Keyword Frequency, Density, and Distribution in SEO Copywriting
by Rob Laporte
Visibility Magazine – March 2009
(original article reprinted below)
SEO professionals have long debated whether one can ascertain and benefit from an ideal keyword frequency, density, and distribution (FDD) in SEO copywriting. Some assert that FDD was more heavily weighted by SEs in the past than today. The SEO people at DISC have not found a convincing refutation to the argument that
- Search engine algorithms must assign some weight to the FDD of key phrases and conceptually related phrases;
- SEO copywriters do write in key phrases, with or without an FDD ideal in mind;
- strategically repeated key phrases in SEO writing do not take a lot more time than producing good copywriting anyway;
- therefore, having at least a loose FDD guideline, preferably one supported by FDD reverse engineering, is better than having none at all.

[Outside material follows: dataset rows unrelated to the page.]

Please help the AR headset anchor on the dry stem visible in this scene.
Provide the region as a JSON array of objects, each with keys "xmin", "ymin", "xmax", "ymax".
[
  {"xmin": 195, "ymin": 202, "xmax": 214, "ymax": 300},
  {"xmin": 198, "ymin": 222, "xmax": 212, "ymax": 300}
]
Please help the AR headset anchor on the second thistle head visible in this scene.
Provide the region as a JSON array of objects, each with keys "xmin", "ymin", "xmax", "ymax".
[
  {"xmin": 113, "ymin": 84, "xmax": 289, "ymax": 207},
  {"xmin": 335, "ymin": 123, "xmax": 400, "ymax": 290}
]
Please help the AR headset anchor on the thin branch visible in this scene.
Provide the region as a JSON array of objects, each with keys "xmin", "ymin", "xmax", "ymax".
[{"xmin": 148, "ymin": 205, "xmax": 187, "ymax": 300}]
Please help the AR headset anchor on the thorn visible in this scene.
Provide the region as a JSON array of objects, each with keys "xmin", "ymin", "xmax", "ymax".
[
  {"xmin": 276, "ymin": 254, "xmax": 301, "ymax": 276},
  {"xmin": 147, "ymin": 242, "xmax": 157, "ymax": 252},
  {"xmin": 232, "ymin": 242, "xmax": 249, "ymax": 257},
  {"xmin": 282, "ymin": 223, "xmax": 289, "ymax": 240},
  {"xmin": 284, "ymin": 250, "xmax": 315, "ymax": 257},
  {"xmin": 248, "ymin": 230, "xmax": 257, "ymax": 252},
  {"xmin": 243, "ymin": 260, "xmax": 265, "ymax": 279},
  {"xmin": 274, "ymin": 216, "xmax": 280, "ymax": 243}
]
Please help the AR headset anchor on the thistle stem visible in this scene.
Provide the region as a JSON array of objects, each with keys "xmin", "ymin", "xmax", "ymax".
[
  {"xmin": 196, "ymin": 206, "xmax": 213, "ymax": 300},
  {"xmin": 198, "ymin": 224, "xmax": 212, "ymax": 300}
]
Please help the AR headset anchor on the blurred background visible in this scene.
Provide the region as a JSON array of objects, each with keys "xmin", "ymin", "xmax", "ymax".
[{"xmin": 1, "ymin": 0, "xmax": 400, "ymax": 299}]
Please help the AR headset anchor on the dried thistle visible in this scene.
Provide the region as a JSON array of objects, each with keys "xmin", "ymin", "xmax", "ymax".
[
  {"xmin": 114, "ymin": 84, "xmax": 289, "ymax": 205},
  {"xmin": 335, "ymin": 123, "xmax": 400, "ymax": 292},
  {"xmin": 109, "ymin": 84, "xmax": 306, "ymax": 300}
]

Even if FDD accounts for only 25% of a page’s search engine position, that 25% is relatively easily controlled, thus making FDD deliver high ROI. And what if FDD accounts for more like 50%? The verbal components of a site’s CMS-SEO can be written correctly once and for perpetuity. If a given page’s copywriting does not have to be changed frequently, the ROI is even better.
Reverse Engineering FDD
In theory, one can reverse engineer FDD by compiling data from equivalent, top-ranked sites, and then using spreadsheets (perhaps helped by software like GRKda) to derive normative values. Given enough data, one can arrive at a useful, if not precise, FDD for all verbal parts of a web page. (Explaining how to factor out PageRank, number of incoming links, age of the site, internal links, key phrase distribution in link anchor text, and several other confounding variables exceeds the scope of this essay). DISC has done this reverse engineering yearly for about 10 years. In the early years of SEO, there were less confounding variables because SEs weighed fewer off-page factors than they do today. You can imagine that the typical repetition of a phrase when humans write about a topic would not change much because human brains and the deep grammar of language have not changed much, if at all. DISC’s research confirms this logical supposition.
Other SEOs have reverse engineered FDD, and come up with widely varying results. DISC has found published estimates of ideal density ranging from 2% to 10% (not counting wild outliers), with an average in the 4% to 6% range.
This percentage applies to one key phrase, so a related question is how many phrases to target on a page. After all, if you’re targeting six phrases, each of which will occupy about 6% of the text, then more than a third of the text would have to be key phrases. Although one can and should include shorter, more competitive phrases within one long-tail phrase, this simple math suggests a practical limit to the number of key phrases to target per page.
Even if reverse engineering could arrive at a precise and unchanging FDD – and it can’t – SEO copywriters should still diversify around that FDD when writing several pages in a web site, which means that an imprecise formula still serves the practical goal of guiding SEO copywriting.
Concept Clustering and Natural Language Algorithms
Search engines strive continuously to make their ranking algorithms mimic humans’ understanding of language. This effort has produced such terminology as latent semantic indexing, term vectoring, concept clustering, concept space, data clustering, term-document matrix, and the more general natural language processing. The upshot is that increasingly the SEs rank a page not merely by the occurrence of the searched term, but also by the amount and kind of conceptually related phrases. In theory, a search for “car” could produce a top-ranked page that contains no mention of “car” but plenty of “auto,” “automobile,” and even “Chevy.” Would occurrences of “engine” or “gas mileage” also help? While there are ways to determine what phrases the SEs link in such clusters, and thus what other phrases one should write into a page, the time/effort/cost in doing this research for each page is high, and in the end one would do what one should do regardless of this research: write rich, relevant copy that contains a variety of key phrases which augment the core ones and which ring bells of relevance in human readers. After all, natural language algorithms aim to mimic human language processes. In theory, the day will come when just good writing will constitute by far the single best rule of SEO copywriting.
Concept clustering makes reverse engineering so much more difficult that, arguably, the best guides to FDD have to based on research done in the late ‘90s and early 2000s.
Human Art and Search Engine Science
What practical, cost-effective actions can SEO copywriters take away from this web of intricacies surrounding FDD and its ostensible foundation on reverse engineering? As with any art, in performing SEO copywriting according to FDD, discipline and experience are foundational: A scientifically researched FDD is the sketch or the music score. Upon that foundation, the heights of excellence and effectiveness in SEO copywriting are limited only by the artistry of the writer, as he or she strives to please human readers and the increasingly human algorithms. An SEO Einstein would beat the best of us every day.